Ce genre de fraude, bien que moins fréquente en matière de logement, démontre qu’il faut être vigilant avec les personnes avec qui on transige sur les réseaux sociaux, soutient Caroline Garand, porte-parole du Service de police de Granby.

Petites annonces en ligne: gare aux arnaques!

Marie-Ève Martel
Marie-Ève Martel
La Voix de l'Est
Si certaines offres semblent trop belles pour être vraies sur les réseaux sociaux, c’est peut-être le cas. Un nouveau résident de Granby l’a malheureusement appris à ses dépens, à la fin août. Sous le couvert de l’anonymat, il tient à appeler ses concitoyens à la vigilance.

Une femme avait répondu à son annonce, sur les réseaux sociaux, dans laquelle il indiquait être à la recherche d’un logement.

Il se trouvait alors dans une autre région et avait besoin de trouver rapidement. L’entente entre l’arnaqueuse et sa victime s’est conclue via Messenger, après quoi le locataire floué a fait parvenir l’équivalent du premier mois de loyer par virement bancaire à la prétendue propriétaire.

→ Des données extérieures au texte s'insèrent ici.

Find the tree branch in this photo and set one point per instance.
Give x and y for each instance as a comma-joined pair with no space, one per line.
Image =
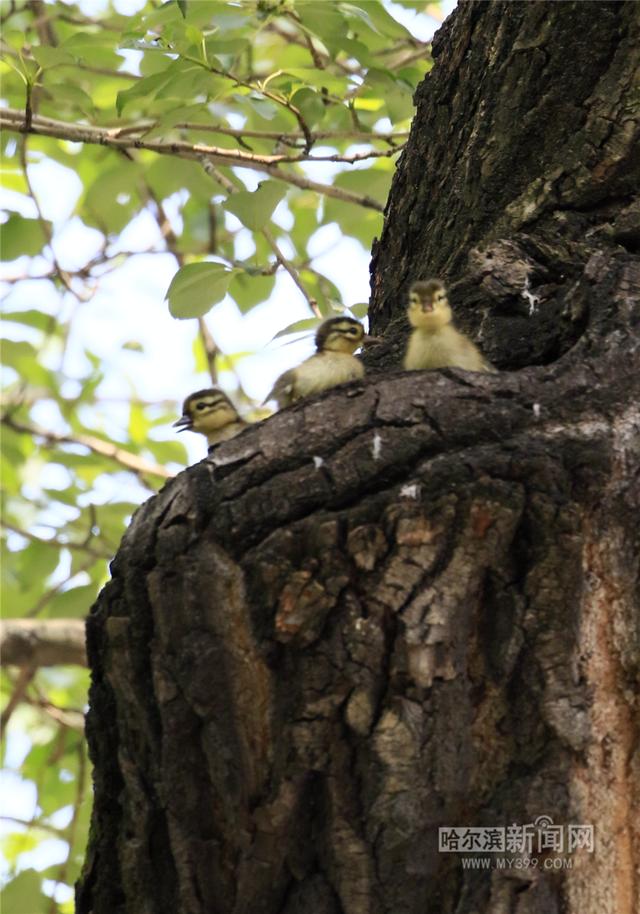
130,461
14,120
25,676
31,643
280,258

C’est au moment de prendre possession du logement qu’il a compris qu’il avait été victime d’une fraude. «J’ai parlé avec le concierge et je lui ai demandé qui était le propriétaire et quel était son numéro de téléphone», a-t-il confié.

Au bout du fil, évidemment, il ne s’agissait pas de la même personne. «La propriétaire ne savait pas trop quoi faire», mentionne notre source, qui a finalement pu obtenir le logement convoité, mais en payant à nouveau son premier mois de loyer.

«Je l’ai payé au concierge et j’ai demandé un reçu», raconte-t-il.

Ce même jour, des policiers sont passés dans le quartier et ont approché l’individu en lui demandant s’ils connaissaient la jeune femme qui se serait fait passer pour la propriétaire de l’immeuble, ajoute la victime.

«Son nom de famille n’était pas le même que sur Facebook, mais j’ai allumé. J’ai donc dit aux policiers de regarder ses photos Facebook sur mon cellulaire. Quand je leur ai demandé si c’était bien elle, l’un d’eux m’a répondu que oui, que ce n’était pas tout à fait une fille de confiance.»

Rencontrer avant d’acheter

Ce genre de fraude, bien que moins fréquente en matière de logement, démontre qu’il faut être vigilant avec les personnes avec qui on transige sur les réseaux sociaux, soutient Caroline Garand, porte-parole du Service de police de Granby.

Aucune enquête n’est ouverte dans cette affaire, mais des policiers enquêtent en ce moment sur un cas de fraude après qu’un individu ait annoncé un réfrigérateur à vendre sur les médias sociaux et réclamé un dépôt à sa victime pour lui réserver l’électroménager, qui finalement n’existait pas.

«Il vaut toujours mieux rencontrer la personne et voir la marchandise avant de conclure une transaction», prévient la policière.

Au cours des derniers mois, un autre type d’arnaque sur les réseaux sociaux a fait bien des malheureux. Des fraudeurs plaçaient des annonces d’animaux de compagnie pure race, à vendre ou à donner. Ils demandaient toutefois au futur propriétaire d’assumer des frais de transport ou de vétérinaire pour finaliser l’adoption, qui n’a jamais lieu.